In einem Interview mit der deutschen Wochenzeitung Die Zeit sagte Sgrena, es gehe ihr zwar gesundheitlich schon besser, ansonsten fühle sie sich jedoch deprimiert.

Der Tod des Geheimagenten Nicola Calipari ging ihr sehr nahe: "Es ist tragisch. In dem Moment, in dem ich mich frei fühle, stirbt der Mensch, der mich befreit hat. Er stirbt in meinen Armen, weil er sich schützend über mich wirft. Der Schmerz darüber zerreißt mich." Sie habe den Mann vom Geheimdienst nur eine halbe Stunde lang gekannt, er sei ihr jedoch wie ein langjähriger Freund erschienen.

Entführer warnten vor Amerikanern

Auf den tragischen Ausgang ihrer Befreeiung angesprochen, zeigte sich die Journalistin erneut empört, dass die US-Armee von einem Unfall spricht. Wenn einfach "drauflosgeschossen" werde, könne man nicht von einem Unfall sprechen. Den Einwand, dass die Soldaten des Panzerwagens möglicherweise nicht Bescheid wussten, ließ Sgrena nicht gelten: "Das kann sein. Aber dann bleibt immer noch die Frage, wer sie hätte informieren müssen. Irgendjemand ist verantwortlich."
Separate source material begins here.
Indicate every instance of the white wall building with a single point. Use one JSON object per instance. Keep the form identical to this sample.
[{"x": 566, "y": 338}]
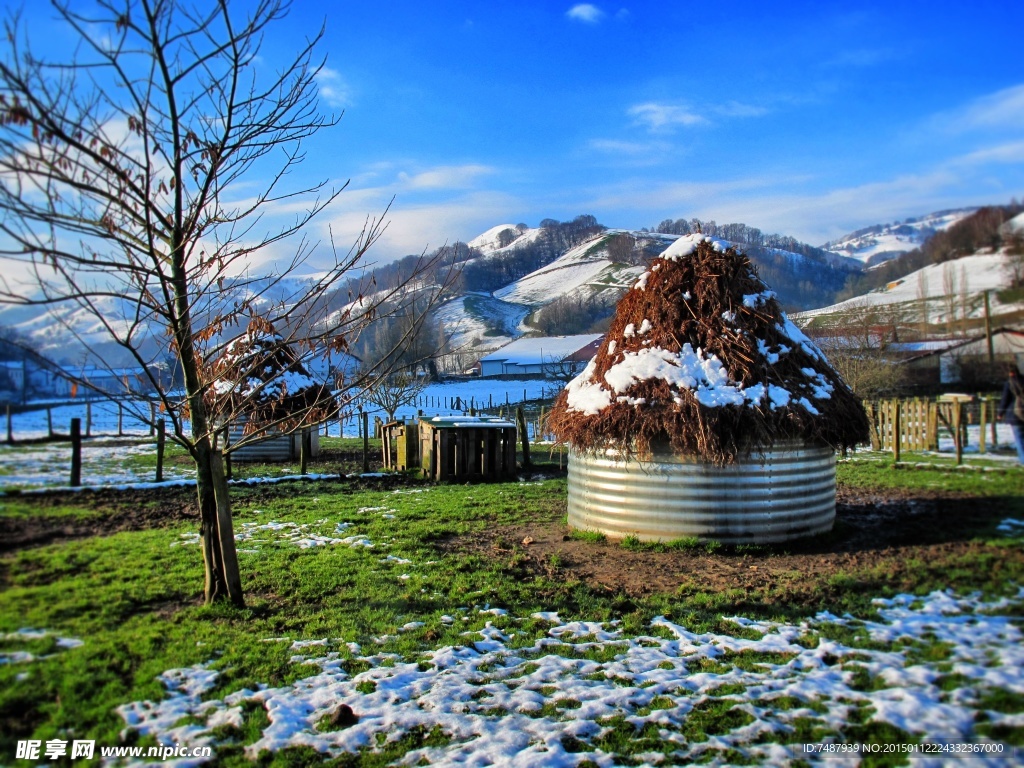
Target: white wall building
[{"x": 548, "y": 355}]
Trotz dieser Anklage nahm die Italienerin Abstand von ihrem ersten Vorwurf, es habe sich möglicherweise um einen gezielten Angriff auf ihre Person gehandelt. Sie habe keine besonderen Informationen aus dem Irak mitgebracht. "Ich hatte Angst, weil die Amerikaner im Irak gefährlich sind", sagte Sgrena der Zeit. Ihre Entführer hätten sie ausdrücklich vor "den Amerikanern am Flughafen" gewarnt.

Von der Solidaritätswelle in Italien habe sie nur wenig mitbekommen. Lediglich am zweiten Tag ihrer Entführung habe sie eine kurze Nachricht im Fernsehen sehen dürfen. "Ein Foto von mir hing am Kapitol. Das hat mir sehr, sehr geholfen."

Sgrena erzählt weiter, sie habe zwei ihrer Entführer, die immer bei ihr waren, besser kennengelernt. Sie hätten sich religiös gegeben und die Italienerin mit dem Satz: "Wir gehören nicht zu den Kopfabschneidern" beruhigen wollen. Im Grunde aber seien sie politisch motiviert gewesen. "Sie waren keine 'Wilden'. Sie waren gebildet und hatten einen Sinn für Politik."

Die Frage, ob sie eine gewisse Sympathie für deren Ziele entwickelt habe, wies die Journalistin vehement zurück. "Ich empfinde keinerlei Sympathie gegenüber meinen Entführern, sondern großen Zorn."